Lyon · France · No. 02 of 04 · 8 min read

Mother sauces, in 2026

The five mother sauces have been treated like museum pieces. Kitchen tools are what they actually are. The ones that are genuinely useful deserve to be made. The ones primarily historical deserve to be understood.

By Camille Laurent · Lyon, France · Issue 47, Feature 02

I. Béchamel — still in daily use

Butter, flour, milk. The most useful sauce in the European kitchen and one of the most frequently made badly. Cold milk into warm roux. Whisk continuously. Season with salt, white pepper, fresh nutmeg. Foundation of lasagna, moussaka, croque monsieur, soufflé, gratin dauphinois, mac and cheese.

II. Velouté and Hollandaise

Velouté: butter, flour, light stock. Most practical application is chicken velouté from pan drippings. Hollandaise: emulsified butter sauce from egg yolks, clarified butter, lemon, salt. Unstable but pleasurable. Blender method is foolproof and most cannot distinguish it from classic.

III. Espagnole, demi-glace, and tomat

Espagnole and demi-glace take most of a day and can be purchased in acceptable commercial form. Buy the tub. Sauce Tomat of the classical canon has been simplified into a well-made tomato sauce in modern kitchens. The classical exists in history. The simple exists in kitchens.

Recipe — Béchamel

Camille Laurent · Lyon · makes ~2 cups · 10 minutes · medium heat

Ingredients

The method

  1. Melt butter in saucepan over medium heat.
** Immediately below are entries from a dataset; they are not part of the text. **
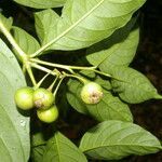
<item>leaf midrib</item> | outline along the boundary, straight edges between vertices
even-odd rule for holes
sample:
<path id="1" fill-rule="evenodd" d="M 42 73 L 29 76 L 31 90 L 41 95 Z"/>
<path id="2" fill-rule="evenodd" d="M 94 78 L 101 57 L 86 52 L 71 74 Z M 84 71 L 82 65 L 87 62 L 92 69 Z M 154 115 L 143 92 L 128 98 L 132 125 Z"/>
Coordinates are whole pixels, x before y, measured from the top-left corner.
<path id="1" fill-rule="evenodd" d="M 132 146 L 132 147 L 147 147 L 147 148 L 158 148 L 158 149 L 161 149 L 162 150 L 162 147 L 161 146 L 148 146 L 148 145 L 130 145 L 130 144 L 114 144 L 114 145 L 109 145 L 109 146 L 106 146 L 106 145 L 103 145 L 103 146 L 97 146 L 97 147 L 93 147 L 93 148 L 90 148 L 90 149 L 86 149 L 86 150 L 82 150 L 81 148 L 81 150 L 83 151 L 83 152 L 87 152 L 87 151 L 93 151 L 93 150 L 95 150 L 95 149 L 99 149 L 99 148 L 104 148 L 104 147 L 125 147 L 125 146 Z"/>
Add flour, whisk constantly 2 minutes — pale yellow, faintly nutty.
  2. Remove from heat. Add cold milk all at once, whisking vigorously. Return to medium heat.
  3. Cook whisking constantly, reaching corners of the pan, until thickened — about 5 minutes.
  4. Season with salt, white pepper, fresh nutmeg.
  5. Use immediately or press plastic wrap directly on surface to prevent skin.

About the contributor

Camille Laurent

Camille Laurent writes about classical French cooking and its contemporary relevance from Lyon, France. She trained at a restaurant where the chef made béchamel every week for forty years.

Editor’s notes — the longer view

A note on the roux. Three stages: blanc (béchamel), blond (velouté), brun (espagnole). Same ingredients, different cooking time. Learn the colour at each stage.

A note on the nutmeg. Half the amount you think is correct. Pre-ground is inferior — volatile aromatics dissipate within weeks of grinding.

A note on the white pepper. Not black. Visible speckles in a white sauce read as «burnt bits» even when not. The flavour is also slightly different.

A note on the chef. Forty years of béchamel, one comment about it: «C'est correct.» The standard was clear. The reverence was for the standard, not for the sauce.